Weekopening De Westerkim

Maandag 5 juni 2023

Oog in oog – face to face – met God! (1 Korintiërs 13:12a)

1e lied: Juicht, aarde, juicht alom de HEER – Psalm 100: 1,2 en 4 (OB)

 

Bijbel: 1 Korintiërs 13 (NBV21) – De liefde

1 Al sprak ik de talen van alle mensen en die van de engelen – had ik de liefde niet, ik zou niet meer zijn dan een dreunende gong of een schallende cimbaal.

2 Al had ik de gave om te profeteren en doorgrondde ik alle geheimen, al bezat ik alle kennis en had ik het geloof dat bergen kan verplaatsen – had ik de liefde niet, ik zou niets zijn.

3 Al verkocht ik mijn bezittingen omdat ik voedsel aan de armen wilde geven, al gaf ik mijn lichaam prijs om te worden verbrand – had ik de liefde niet, het zou mij niet baten.

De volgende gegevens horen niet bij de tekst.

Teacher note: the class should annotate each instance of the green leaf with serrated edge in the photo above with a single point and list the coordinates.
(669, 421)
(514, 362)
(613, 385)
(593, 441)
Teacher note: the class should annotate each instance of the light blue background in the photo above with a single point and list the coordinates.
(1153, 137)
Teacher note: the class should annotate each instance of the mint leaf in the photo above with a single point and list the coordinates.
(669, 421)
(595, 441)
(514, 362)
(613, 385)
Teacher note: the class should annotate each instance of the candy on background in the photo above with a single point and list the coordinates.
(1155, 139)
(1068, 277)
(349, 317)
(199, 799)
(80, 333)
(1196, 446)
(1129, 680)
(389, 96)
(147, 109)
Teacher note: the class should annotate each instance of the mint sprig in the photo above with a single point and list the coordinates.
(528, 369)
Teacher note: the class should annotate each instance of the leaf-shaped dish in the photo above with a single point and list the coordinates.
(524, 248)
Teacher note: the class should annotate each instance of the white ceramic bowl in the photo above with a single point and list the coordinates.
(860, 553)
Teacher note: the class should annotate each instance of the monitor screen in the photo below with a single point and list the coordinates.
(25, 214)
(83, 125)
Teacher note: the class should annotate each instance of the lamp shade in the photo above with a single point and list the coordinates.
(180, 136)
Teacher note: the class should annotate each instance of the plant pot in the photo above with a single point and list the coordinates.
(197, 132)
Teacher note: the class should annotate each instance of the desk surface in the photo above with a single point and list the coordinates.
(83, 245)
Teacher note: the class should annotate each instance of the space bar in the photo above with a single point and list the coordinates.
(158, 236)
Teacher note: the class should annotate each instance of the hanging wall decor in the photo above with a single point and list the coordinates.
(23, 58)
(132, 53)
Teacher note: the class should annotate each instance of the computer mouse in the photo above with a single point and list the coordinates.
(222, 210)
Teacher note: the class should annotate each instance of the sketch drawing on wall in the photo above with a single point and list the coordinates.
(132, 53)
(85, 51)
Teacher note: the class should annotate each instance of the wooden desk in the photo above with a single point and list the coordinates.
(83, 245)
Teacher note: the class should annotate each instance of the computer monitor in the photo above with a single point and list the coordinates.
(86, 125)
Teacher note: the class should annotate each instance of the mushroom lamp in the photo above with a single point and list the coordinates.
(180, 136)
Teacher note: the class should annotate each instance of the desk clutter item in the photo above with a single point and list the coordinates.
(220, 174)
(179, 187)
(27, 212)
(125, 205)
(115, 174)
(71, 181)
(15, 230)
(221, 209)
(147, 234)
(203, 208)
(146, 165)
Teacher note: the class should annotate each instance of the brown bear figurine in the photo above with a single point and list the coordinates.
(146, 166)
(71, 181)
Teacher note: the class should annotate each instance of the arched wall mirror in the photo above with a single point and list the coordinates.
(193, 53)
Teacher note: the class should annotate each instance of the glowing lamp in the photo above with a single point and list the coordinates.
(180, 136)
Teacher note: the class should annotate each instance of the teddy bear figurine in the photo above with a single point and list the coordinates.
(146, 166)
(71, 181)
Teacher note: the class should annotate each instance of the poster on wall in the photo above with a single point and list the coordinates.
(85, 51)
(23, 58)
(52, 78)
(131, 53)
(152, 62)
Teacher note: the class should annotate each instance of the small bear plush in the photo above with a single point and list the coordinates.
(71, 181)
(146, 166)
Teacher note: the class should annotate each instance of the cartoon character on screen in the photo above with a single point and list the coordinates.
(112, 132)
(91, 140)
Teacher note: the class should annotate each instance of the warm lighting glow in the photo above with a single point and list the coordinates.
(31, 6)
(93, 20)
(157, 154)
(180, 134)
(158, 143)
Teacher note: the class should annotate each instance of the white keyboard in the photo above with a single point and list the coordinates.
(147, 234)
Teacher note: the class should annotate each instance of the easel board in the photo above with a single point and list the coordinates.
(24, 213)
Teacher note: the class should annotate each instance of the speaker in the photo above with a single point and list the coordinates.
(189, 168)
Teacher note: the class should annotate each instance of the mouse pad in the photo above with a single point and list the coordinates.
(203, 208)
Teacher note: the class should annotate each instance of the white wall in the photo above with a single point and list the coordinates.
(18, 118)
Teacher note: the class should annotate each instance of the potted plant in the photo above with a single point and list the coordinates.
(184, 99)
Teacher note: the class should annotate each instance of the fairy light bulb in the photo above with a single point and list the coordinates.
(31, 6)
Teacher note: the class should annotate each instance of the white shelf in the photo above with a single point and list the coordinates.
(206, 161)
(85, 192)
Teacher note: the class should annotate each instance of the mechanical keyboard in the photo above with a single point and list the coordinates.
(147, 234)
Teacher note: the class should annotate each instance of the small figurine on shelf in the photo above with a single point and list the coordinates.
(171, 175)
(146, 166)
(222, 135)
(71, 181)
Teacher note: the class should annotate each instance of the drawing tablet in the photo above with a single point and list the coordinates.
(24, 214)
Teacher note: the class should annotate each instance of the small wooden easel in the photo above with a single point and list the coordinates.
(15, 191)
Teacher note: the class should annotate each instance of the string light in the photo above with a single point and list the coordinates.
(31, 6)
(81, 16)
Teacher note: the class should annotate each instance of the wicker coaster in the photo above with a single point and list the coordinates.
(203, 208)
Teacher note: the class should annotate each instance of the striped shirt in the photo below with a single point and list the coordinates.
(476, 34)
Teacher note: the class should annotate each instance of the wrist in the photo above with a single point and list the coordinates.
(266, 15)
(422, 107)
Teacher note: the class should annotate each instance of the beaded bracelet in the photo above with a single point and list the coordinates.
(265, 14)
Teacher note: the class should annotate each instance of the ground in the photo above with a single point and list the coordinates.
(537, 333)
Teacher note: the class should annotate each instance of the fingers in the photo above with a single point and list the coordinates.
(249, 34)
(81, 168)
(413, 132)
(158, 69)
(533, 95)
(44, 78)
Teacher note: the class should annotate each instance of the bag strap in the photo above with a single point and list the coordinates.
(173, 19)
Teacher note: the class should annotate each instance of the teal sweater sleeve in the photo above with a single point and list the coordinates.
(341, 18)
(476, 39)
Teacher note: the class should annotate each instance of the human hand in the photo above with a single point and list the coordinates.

4-5 De liefde is geduldig en vol goedheid. De liefde kent geen afgunst, geen ijdel vertoon en geen zelfgenoegzaamheid.

5 Ze is niet grof en niet zelfzuchtig, ze laat zich niet boos maken en rekent het kwaad niet aan,

6 ze verheugt zich niet over het onrecht maar vindt vreugde in de waarheid.

7 Alles verdraagt ze, alles gelooft ze, alles hoopt ze, in alles volhardt ze.

8 De liefde zal nooit vergaan. Profetieën zullen verdwijnen, klanktaal zal verstommen, kennis verloren gaan – 9 want ons kennen schiet tekort en ons profeteren is beperkt. 10 Wanneer het volmaakte komt zal wat beperkt is verdwijnen. 11 Toen ik nog een kind was sprak ik als een kind, dacht ik als een kind, redeneerde ik als een kind. Nu ik volwassen ben heb ik al het kinderlijke achter me gelaten. 12 Nu zien we nog maar een afspiegeling, een raadselachtig beeld, maar straks staan we oog in oog. Nu is mijn kennen nog beperkt, maar straks zal ik volledig kennen, zoals ik zelf gekend ben. 13 Dit is wat blijft: geloof, hoop en liefde, deze drie, maar de grootste daarvan is de liefde.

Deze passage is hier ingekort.